THERE is a mention on our Time Traveller page this month of the infamous three-year hiatus in the mid-1990s when no new trains were ordered while the privatisation of British Rail was being sorted out, and even then it was a modest new build of 12 Class 168 DMUs for Chiltern Railways.
Step forward to today and the situation could not be any more different, with a flood of new trains being delivered or on order. Our cover story is the unveiling of the Class 345 for use on Crossrail services from next year, while Great Western Railway is now taking delivery of its Class 387 fleet, South West Trains’ Class 707 units are on test in Germany, and the first Class 385 for ScotRail is on its way by sea from Japan.
As if that was not enough, just as we closed for press the delayed news came in that Abellio had regained the East Anglia franchise, and with it would order 1043 new vehicles for delivery in 2019-20.
While the new fleets are shared among four main train builders, the best part of the East Anglia deal is that a £1-billion order for 660 of the new carriages has gone to Bombardier in Derby – which, although ultimately a foreign-owned company, is Britain’s last major train builder from scratch.
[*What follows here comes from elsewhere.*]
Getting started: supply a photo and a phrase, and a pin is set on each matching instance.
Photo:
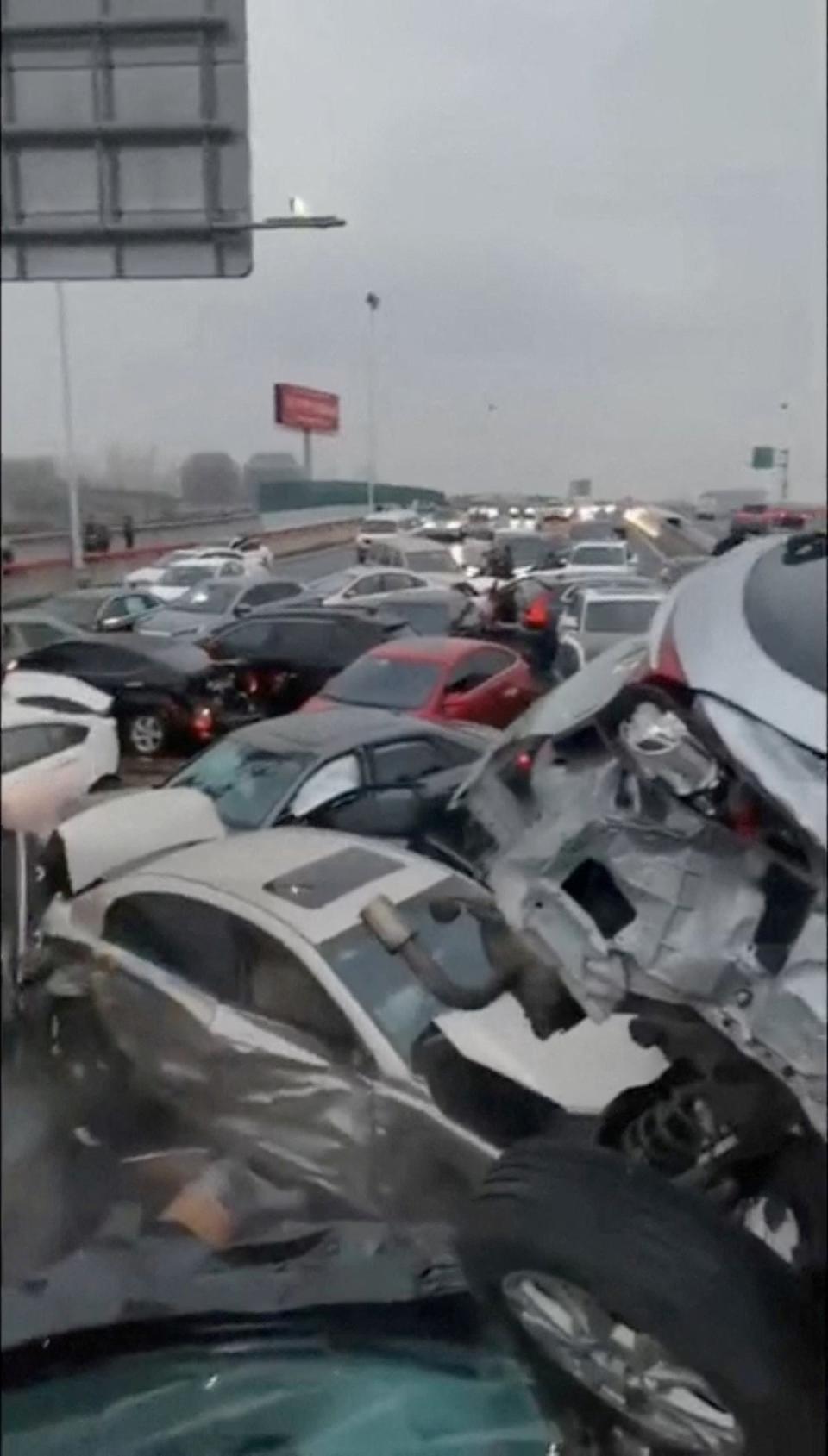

Considering it was this country that exported railways to the world, and was still looking to do so until the end of British Rail 20 years ago, then the latest orders are a significant step in keeping 175 years of railway tradition going in Derby.
A TRAGIC REMINDER
Mention must be made of the awful news that a rail enthusiast was killed while leaning out of a moving train at Balham, South London. There are probably not many of us that have not done a bit of ‘window hanging’ at some point, but this terrible accident serves as a warning that it is a very dangerous thing to do. The full details of exactly what happened have yet to be determined, but our thoughts are with the families, railway staff and other passengers affected by the tragedy.